Il est indispensable de souligner un point très important que vous avez soulevé dans votre question et qu’on aborde rarement dans les discussions sur le hijâb. La charge de préserver l’honneur et la chasteté de la société musulmane est malheureusement souvent renvoyée uniquement sur le dos des femmes. Bien que récemment on ait davantage insisté sur l’éthique vestimentaire des hommes musulmans, nous nous devons de rappeler aux hommes musulmans qu’ils doivent rabattre de leurs regards et observer les règles de bienséance islamique dans leurs relations avec toutes les femmes, et non pas seulement avec les femmes musulmanes. Il n’est pas rare de voir un couple musulman qui se promène, la femme portant un hijâb complet, alors que son mari lorgne les autres femmes ; ni de voir un père apprendre à sa fille à se couvrir convenablement en sortant, puis lorsqu’il tourne le dos, c’est pour regarder à la télévision des spectacles présentant des femmes portant des tenues indécentes. Il y a une sagesse dans l’injonction coranique demandant aux femmes de se couvrir et celle-ci va de pair avec le commandement prescrivant aux hommes de rabattre de leurs regards. Dieu est Juste et la justice ne serait pas bien servie si les femmes devaient être les seules gardiennes de l’honneur.

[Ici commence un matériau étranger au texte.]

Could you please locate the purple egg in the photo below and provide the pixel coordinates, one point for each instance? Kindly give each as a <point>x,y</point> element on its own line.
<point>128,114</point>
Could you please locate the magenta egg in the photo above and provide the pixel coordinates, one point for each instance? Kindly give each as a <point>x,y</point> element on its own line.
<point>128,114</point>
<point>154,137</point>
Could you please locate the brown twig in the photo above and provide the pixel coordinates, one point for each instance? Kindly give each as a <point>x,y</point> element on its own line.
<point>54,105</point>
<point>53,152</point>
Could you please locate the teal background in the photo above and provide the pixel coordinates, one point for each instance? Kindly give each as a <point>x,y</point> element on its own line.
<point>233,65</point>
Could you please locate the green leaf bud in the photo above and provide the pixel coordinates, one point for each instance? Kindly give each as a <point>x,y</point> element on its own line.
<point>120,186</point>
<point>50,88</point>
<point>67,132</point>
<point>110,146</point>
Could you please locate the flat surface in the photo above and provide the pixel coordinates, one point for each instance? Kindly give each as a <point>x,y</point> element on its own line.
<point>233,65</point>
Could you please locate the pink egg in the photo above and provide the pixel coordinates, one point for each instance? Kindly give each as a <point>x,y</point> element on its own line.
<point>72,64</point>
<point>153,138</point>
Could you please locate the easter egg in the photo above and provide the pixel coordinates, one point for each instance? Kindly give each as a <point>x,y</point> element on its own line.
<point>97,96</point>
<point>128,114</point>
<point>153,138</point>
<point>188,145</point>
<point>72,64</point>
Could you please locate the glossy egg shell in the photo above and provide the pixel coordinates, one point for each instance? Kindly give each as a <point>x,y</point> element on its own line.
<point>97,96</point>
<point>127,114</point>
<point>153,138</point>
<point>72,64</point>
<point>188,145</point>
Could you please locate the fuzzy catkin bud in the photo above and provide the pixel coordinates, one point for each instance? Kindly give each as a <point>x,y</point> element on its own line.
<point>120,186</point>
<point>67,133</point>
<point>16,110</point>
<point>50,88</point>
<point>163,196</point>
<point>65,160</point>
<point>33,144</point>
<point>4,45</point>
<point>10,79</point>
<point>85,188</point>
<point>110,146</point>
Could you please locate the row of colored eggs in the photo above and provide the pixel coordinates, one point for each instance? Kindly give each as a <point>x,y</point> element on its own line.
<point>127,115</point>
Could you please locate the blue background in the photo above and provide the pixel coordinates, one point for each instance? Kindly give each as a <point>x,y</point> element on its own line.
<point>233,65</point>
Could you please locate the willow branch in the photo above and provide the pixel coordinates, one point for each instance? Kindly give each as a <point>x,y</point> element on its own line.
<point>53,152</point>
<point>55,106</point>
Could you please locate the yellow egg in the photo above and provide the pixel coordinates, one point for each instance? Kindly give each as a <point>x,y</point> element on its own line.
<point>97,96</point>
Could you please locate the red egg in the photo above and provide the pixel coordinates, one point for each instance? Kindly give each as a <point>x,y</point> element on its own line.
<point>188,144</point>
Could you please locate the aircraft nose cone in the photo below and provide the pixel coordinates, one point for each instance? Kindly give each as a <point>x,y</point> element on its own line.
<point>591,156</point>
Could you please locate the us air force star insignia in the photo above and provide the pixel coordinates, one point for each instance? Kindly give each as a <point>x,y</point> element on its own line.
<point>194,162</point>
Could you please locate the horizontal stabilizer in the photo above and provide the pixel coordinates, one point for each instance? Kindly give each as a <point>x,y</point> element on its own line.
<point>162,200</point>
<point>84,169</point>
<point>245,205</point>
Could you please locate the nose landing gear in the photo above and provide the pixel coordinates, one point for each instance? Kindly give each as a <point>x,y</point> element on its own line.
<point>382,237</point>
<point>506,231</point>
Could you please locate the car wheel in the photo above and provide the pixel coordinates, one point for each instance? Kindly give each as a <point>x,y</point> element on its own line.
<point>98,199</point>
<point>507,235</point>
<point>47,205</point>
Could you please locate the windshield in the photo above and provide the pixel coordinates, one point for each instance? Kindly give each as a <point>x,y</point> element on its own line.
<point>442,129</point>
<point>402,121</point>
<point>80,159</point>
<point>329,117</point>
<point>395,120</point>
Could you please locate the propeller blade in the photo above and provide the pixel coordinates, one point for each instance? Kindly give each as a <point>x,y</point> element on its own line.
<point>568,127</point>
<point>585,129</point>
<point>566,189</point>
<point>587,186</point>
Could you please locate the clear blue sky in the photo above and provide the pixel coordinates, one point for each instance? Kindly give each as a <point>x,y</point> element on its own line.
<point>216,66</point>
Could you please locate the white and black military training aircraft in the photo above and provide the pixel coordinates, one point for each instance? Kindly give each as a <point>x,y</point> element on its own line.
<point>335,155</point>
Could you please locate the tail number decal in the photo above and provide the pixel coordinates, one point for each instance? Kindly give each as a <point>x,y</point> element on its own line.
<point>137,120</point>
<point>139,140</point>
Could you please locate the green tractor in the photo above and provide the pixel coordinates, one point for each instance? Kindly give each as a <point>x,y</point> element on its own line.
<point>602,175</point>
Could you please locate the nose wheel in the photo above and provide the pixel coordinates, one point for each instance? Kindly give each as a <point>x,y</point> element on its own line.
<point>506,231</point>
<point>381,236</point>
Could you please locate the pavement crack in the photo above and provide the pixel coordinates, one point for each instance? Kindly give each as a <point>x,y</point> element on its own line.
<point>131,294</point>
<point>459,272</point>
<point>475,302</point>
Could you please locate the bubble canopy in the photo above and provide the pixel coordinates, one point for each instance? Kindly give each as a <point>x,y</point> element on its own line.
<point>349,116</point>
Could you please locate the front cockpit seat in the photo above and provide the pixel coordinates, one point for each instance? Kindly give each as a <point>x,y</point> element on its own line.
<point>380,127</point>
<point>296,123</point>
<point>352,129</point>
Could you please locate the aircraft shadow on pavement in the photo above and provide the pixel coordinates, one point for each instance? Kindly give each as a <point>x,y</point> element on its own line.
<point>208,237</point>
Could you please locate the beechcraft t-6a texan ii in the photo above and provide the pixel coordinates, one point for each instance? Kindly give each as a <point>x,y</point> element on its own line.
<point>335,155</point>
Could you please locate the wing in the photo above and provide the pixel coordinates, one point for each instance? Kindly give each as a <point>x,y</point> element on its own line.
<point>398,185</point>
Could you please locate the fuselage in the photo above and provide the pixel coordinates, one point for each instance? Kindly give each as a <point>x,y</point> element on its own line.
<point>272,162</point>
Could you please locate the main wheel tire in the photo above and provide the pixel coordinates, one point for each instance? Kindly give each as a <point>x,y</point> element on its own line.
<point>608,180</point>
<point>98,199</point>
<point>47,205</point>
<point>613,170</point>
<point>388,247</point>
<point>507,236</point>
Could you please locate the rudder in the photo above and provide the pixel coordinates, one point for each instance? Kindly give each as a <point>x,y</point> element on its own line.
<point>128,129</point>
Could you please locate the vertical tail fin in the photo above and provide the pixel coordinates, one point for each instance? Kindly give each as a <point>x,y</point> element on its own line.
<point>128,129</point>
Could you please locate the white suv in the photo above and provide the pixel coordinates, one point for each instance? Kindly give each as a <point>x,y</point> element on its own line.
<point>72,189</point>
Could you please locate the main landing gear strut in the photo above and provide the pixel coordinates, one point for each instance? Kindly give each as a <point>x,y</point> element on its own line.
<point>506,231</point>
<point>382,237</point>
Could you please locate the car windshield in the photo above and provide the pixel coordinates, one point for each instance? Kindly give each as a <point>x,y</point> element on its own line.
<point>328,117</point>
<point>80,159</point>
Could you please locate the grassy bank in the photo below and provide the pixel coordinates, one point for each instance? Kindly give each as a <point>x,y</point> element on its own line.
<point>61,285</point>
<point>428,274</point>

Le hijâb peut devenir un instrument d’oppression si les hommes musulmans n’assument pas leur part dans cet équilibre. On entend souvent qu’il est difficile pour les hommes musulmans de détourner leur regard en traitant avec les femmes de manière professionnelle dans une société où un tel comportement serait considéré comme antisocial. A ceci nous pouvons répondre qu’il est également difficile, voire plus difficile, pour une femme musulmane de maintenir le port du hijâb dans une telle société. Ces commandements peuvent s’apparenter à une lutte et les hommes et les femmes musulmans doivent considérer leurs devoirs respectifs aussi bien comme une responsabilité sociale que comme des actes de culte. Dieu dit, en effet, dans la dernière partie du verset sur le hijâb, “Et repentez-vous tous devant Dieu, ô croyants, afin que vous récoltiez le succès.” [5]
Pour ce qui est de la dernière partie de la question, à savoir si nous sommes autorisés à excommunier une personne à cause de son refus de se conformer aux règles du hijâb. La réponse est que nous n’avons certainement pas le droit d’agir de la sorte. Si une femme refuse de porter le hijâb, après avoir su qu’il s’agit d’une prescription divine, elle est certainement pécheresse, et commet une grave transgression au regard de Dieu, et pourtant une telle transgression ne justifie pas que n’importe qui mette en doute sa foi fondamentale. Nous devons savoir que dans l’Islam aucune personne ne possède l’autorité d’excommunier les gens sur la base de leurs péchés ou de leurs transgressions.
P.-S.
Traduit de l’anglais de la Banque de Fatâwâ du site Islamonline.net.
On pourra également consulter l’article suivants : "L’excès dans la dissimulation des femmes".
Notes
[1] Le Sheikh Ahmad Kutty est un savant musulman de l’Institut Islamique de Toronto, Canada.
[2] Sourate 24, An-Nûr, la Lumière, verset 30.
[3] Sourate 24, An-Nûr, la lumière, verset 31.
[4] Lire également notre article intitulé "Le visage n’est pas une `awrah", de Sheikh Muhammad Al-Ghazâlî.
[5] Sourate 24, An-Nûr, la Lumière, verset 31.